To import a synonyms list, click the Import button. A dialog box will open to allow you to choose the file to import.

To edit the list of synonyms, you must enable edit mode by clicking Edit button. Once edit mode has been enabled, you can enter new synonym definitions one per line and then save the new lines by clicking the the Add synonyms button.

  • To enter a string of terms that will expand on the terms the user entered, enter the terms separated by commas, like Television, TV.

  • To enter a term that should be mapped to another term, enter the terms separated by an equal sign then a right bracket, '⇒', like i-pod⇒ipod.

Once you are finished with edits, you should Save changes.

If you need to, you can Delete all. You can remove individual lines of synonym definitions by clicking the 'x' icons next to each word. After removing terms, you should click Save changes to save your changes.

Reports

The Reports tab provides charts to show some of the analytics for a specific collection.

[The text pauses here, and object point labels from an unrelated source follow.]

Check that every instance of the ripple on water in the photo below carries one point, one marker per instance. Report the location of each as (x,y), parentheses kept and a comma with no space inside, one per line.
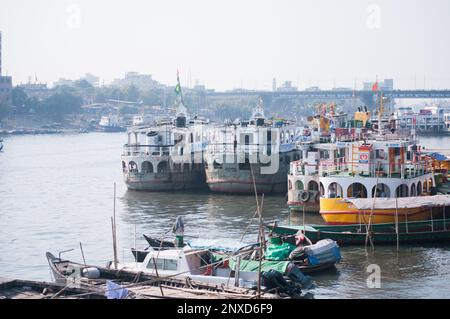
(57,191)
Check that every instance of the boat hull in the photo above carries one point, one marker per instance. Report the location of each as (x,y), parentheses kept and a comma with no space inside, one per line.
(233,179)
(419,232)
(336,211)
(308,207)
(160,182)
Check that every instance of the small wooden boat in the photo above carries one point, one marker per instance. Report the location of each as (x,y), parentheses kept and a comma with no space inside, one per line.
(143,284)
(27,289)
(415,232)
(156,244)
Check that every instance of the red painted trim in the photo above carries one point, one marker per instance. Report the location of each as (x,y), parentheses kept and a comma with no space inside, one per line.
(243,182)
(368,213)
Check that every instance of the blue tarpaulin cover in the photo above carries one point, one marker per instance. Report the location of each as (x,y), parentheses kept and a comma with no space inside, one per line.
(115,291)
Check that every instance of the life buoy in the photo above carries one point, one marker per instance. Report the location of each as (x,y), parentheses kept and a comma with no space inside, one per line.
(303,196)
(208,271)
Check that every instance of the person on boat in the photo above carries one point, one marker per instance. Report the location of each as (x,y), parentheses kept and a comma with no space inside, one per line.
(178,231)
(301,241)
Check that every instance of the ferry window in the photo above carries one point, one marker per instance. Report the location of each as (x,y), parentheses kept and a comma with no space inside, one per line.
(397,151)
(379,154)
(170,264)
(324,154)
(287,159)
(159,263)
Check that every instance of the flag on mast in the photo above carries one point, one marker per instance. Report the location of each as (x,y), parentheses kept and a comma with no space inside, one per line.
(178,87)
(375,87)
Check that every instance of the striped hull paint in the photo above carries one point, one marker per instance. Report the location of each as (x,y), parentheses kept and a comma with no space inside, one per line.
(335,211)
(310,207)
(245,187)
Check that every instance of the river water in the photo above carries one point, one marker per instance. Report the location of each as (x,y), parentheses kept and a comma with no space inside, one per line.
(57,191)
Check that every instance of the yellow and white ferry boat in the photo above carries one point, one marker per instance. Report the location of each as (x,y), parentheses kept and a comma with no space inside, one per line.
(365,184)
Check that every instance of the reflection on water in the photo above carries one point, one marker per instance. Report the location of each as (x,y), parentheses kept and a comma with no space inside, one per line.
(57,191)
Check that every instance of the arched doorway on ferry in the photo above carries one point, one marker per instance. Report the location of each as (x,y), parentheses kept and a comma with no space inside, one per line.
(402,191)
(335,190)
(313,186)
(383,191)
(162,167)
(147,167)
(356,190)
(132,166)
(413,190)
(299,185)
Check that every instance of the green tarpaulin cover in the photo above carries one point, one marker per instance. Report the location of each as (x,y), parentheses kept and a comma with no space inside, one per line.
(279,252)
(253,265)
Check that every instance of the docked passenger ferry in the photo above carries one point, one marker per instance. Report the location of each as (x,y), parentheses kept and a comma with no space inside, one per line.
(367,180)
(326,130)
(256,152)
(167,156)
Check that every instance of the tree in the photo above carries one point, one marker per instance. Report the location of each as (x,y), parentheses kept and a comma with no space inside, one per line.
(20,99)
(132,93)
(61,103)
(5,109)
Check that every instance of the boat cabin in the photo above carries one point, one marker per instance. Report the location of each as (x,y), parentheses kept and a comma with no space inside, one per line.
(192,263)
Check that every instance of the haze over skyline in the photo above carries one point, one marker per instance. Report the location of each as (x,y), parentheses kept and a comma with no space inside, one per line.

The reports require that the searchLogs feature has been enabled for a collection and are visual representations of the same data that can be retrieved with the Reporting API. The reports shown are:

  • Top queries: the queries that have been performed most often. This is based on the 'topQueries' report.

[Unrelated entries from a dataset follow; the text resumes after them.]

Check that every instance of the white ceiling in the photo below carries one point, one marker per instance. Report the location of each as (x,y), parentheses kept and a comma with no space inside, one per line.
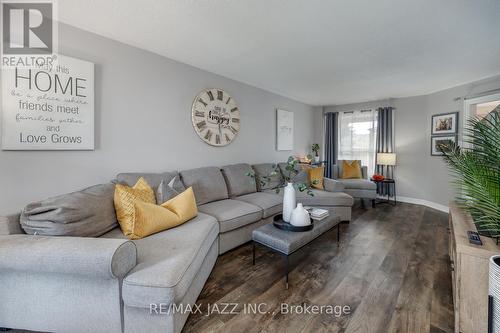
(316,51)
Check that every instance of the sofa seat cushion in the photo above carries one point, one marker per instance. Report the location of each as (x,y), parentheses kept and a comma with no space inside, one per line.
(167,262)
(232,214)
(208,184)
(271,203)
(359,184)
(321,198)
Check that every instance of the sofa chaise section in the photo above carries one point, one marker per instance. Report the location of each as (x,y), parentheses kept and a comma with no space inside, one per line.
(65,284)
(172,267)
(216,191)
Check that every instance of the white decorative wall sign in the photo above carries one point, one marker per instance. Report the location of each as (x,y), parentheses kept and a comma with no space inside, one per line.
(49,107)
(284,130)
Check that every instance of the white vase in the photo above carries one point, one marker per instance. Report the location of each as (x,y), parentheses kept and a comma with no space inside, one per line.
(300,217)
(288,202)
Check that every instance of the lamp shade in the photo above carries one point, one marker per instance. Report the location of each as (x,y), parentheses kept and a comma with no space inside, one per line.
(386,158)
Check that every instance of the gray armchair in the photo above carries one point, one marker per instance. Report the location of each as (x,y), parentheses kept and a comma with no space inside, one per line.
(357,188)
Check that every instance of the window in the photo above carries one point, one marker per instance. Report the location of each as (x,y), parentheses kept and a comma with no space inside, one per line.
(357,137)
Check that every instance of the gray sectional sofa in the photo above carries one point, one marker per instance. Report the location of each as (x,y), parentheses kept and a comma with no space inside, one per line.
(111,284)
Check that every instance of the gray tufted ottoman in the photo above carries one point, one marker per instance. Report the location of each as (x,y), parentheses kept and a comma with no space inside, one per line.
(287,242)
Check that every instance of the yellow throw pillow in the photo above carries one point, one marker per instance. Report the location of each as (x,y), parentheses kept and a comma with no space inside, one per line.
(183,205)
(316,174)
(351,170)
(125,198)
(150,218)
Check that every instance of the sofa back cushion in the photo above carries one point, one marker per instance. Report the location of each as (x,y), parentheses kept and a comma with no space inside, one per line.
(265,170)
(208,184)
(153,179)
(86,213)
(238,183)
(301,177)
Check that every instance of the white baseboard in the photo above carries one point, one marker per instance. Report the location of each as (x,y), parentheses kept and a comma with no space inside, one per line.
(423,202)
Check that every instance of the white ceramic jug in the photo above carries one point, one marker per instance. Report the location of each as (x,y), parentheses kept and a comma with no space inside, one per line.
(300,217)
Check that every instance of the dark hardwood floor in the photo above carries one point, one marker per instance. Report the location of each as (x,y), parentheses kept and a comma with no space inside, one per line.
(391,269)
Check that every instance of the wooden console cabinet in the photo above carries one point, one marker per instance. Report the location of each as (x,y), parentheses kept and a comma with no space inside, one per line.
(469,270)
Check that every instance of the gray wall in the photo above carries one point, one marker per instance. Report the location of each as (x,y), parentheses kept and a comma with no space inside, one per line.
(418,174)
(143,123)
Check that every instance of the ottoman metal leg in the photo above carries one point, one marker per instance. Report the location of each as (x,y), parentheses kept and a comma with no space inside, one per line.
(253,253)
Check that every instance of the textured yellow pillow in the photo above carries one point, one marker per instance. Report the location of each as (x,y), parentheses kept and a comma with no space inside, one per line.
(351,170)
(150,219)
(125,198)
(183,205)
(316,174)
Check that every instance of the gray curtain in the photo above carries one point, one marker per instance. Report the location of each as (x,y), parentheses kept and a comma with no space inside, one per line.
(385,144)
(331,144)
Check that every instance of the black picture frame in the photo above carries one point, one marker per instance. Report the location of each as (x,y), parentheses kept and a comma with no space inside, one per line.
(454,129)
(442,137)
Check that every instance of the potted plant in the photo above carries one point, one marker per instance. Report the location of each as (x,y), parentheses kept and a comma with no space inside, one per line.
(315,149)
(477,171)
(289,175)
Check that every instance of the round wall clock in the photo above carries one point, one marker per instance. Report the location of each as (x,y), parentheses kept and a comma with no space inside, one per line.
(216,117)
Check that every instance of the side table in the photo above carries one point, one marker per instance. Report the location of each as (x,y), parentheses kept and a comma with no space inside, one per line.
(387,182)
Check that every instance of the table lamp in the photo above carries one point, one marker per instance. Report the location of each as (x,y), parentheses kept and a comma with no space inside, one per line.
(386,159)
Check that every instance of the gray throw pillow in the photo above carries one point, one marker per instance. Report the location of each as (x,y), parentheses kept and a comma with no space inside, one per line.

  • Top clicked: the items that have been clicked most frequently. This requires that user click events have been stored in the system, and that they have been aggregated to get click boost data. This is based on the 'topClicked' report.

  • Slow queries: shows queries that have been statistically slower than others. This report is based on the 'histo' report, which is a histogram of query times.

  • Zero results queries: shows queries that have returned 0 results. This report is based on the 'lessThanN' report.

  • Query rate (last 10 minutes): shows the query rate over the last 10 minutes. This report is based on the 'dateHisto' report.

Solr Config

The Solr Config tab provides access to Solr’s configuration files stored in ZooKeeper. This allows modifying solrconfig.xml, schema.xml, elevate.xml, and other configuration files that may need to be changed.

The left side of the screen shows the tree of files in the '/config' node of ZooKeeper. If you click on a file name, it will appear in the right. If there are child nodes, those will be expanded so a file can be chosen. Once the contents of the file appears in the right side of the screen, you can edit it as needed.

When your edits are complete, click Save to simply save the file. However, in many cases, your changes will not be available until the collection in Solr is reloaded. If you’d like to reload the collection immediately, click Save and Reload Collection. This will cause a momentary hiccup in index and query activities, so you may need to schedule this for a time of low system activity.